Concerns of ample supplies, as Singapore inventories hit a more than four-year high at the start of May, and weak demand in the spot bunkering and power generation sectors, have hammered Asia’s fuel oil market since late-April. The supply overhang is also not expected to recede over the near term as arbitrage arrivals in June are expected to hold firm, trade sources said.

The VLSFO cash differential sank to a more than eight-month low of minus $2.91 a tonne to Singapore quotes on Monday, while the differential for cargoes of 380-cst HSFO fell to a near 11-month low of minus $2.90 a tonne. One VLSFO trade was reported in the window with Freepoint lifting a 20,000 tonne cargo from P66 at a $3 per tonne discount to Singapore quotes.

This marks the first cargo trade in the window since May 14 and the first VLSFO trade since May 12.

No HSFO cargo trades were reported.

Overall floating storage inventories in the Malacca Strait inched 1% higher in the week ended May 19, lifted higher by a jump in stocks of HSFO, according to data intelligence firm Kpler.

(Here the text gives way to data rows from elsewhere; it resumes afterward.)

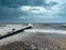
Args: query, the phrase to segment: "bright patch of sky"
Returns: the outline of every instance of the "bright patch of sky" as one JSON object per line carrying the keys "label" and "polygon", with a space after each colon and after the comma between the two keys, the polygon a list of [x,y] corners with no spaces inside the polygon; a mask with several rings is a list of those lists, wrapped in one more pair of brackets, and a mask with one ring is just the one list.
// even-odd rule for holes
{"label": "bright patch of sky", "polygon": [[66,22],[66,0],[0,0],[0,22]]}

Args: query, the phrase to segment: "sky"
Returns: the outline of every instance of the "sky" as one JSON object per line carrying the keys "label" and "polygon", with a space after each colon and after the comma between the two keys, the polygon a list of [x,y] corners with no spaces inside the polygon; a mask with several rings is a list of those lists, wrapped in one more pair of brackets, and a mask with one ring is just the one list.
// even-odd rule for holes
{"label": "sky", "polygon": [[0,0],[0,23],[66,23],[66,0]]}

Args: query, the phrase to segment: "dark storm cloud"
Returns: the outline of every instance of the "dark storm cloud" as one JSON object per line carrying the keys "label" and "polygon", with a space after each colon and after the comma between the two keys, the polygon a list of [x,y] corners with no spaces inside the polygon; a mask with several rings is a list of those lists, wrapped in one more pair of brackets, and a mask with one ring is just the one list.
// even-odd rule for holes
{"label": "dark storm cloud", "polygon": [[56,2],[46,3],[46,0],[0,0],[0,6],[16,8],[21,6],[54,6]]}

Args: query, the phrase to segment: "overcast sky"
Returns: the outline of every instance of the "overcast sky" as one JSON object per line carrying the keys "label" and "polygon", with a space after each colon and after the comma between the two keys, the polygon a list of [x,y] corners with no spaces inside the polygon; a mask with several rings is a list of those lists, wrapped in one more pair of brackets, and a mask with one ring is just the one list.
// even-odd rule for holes
{"label": "overcast sky", "polygon": [[0,22],[64,23],[66,0],[0,0]]}

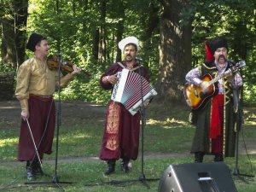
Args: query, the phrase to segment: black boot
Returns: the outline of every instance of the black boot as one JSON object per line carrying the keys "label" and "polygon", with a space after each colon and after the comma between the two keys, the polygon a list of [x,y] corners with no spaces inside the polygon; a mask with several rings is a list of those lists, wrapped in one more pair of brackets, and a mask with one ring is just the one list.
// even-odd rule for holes
{"label": "black boot", "polygon": [[108,168],[105,171],[105,175],[109,175],[114,172],[115,160],[108,160]]}
{"label": "black boot", "polygon": [[124,172],[129,172],[129,166],[128,166],[129,161],[130,161],[129,159],[123,159],[122,161],[121,161],[121,170]]}
{"label": "black boot", "polygon": [[214,161],[215,162],[224,161],[223,154],[222,153],[215,154]]}
{"label": "black boot", "polygon": [[205,153],[203,152],[195,152],[195,163],[201,163],[204,159]]}
{"label": "black boot", "polygon": [[35,179],[35,175],[33,173],[33,166],[34,162],[32,160],[27,160],[26,161],[26,178],[29,181],[34,180]]}
{"label": "black boot", "polygon": [[[41,160],[41,163],[43,163],[42,160]],[[42,167],[41,167],[41,165],[40,165],[40,162],[38,160],[35,160],[33,173],[35,176],[43,176],[44,175],[44,172],[42,171]]]}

Total floating storage inventories rose 29,000 tonnes to a two-week high of 3.04 million tonnes, the data showed.

This came despite a drop of 200,000 tonnes, or 11%, in IMO-compliant VLSFO supplies which fell to a one-month low of 1.62 million tonnes in the week ended May 19, the Kpler data showed.

Stocks of HSFO jumped by 279,000 tonnes, or 114%, to 524,000 tonnes while stocks of residual fuels with unspecified sulphur contents fell by 50,000 tonnes, or 5%, from last week to 892,000 tonnes, the data showed. Pakistan’s PSO left two tenders for the import of a HSFO and a low-sulphur fuel oil (LSFO) cargo in the second half of June unawarded.

Gunvor had placed the lowest offer for PSO’s tender for 65,000 tonnes of 180-cst HSFO, while Vitol placed the lowest offer for 50,000 tonnes of LSFO. A Singapore court has approved a freeze on up to $3.5 billion of assets of the family behind collapsed Hin Leong Trading Pte Ltd, boosting the prospect of debt recovery from the former oil trading empire that counts some of the world’s biggest banks among its creditors.

In an email reviewed by Reuters on Monday, Hin Leong’s liquidators said Singapore’s High Court had accepted a request to freeze up to $3.5 billion of the global assets of the 79-year-old tycoon, known as O.K. Lim, his son Lim Chee Meng, and daughter Lim Huey Ching.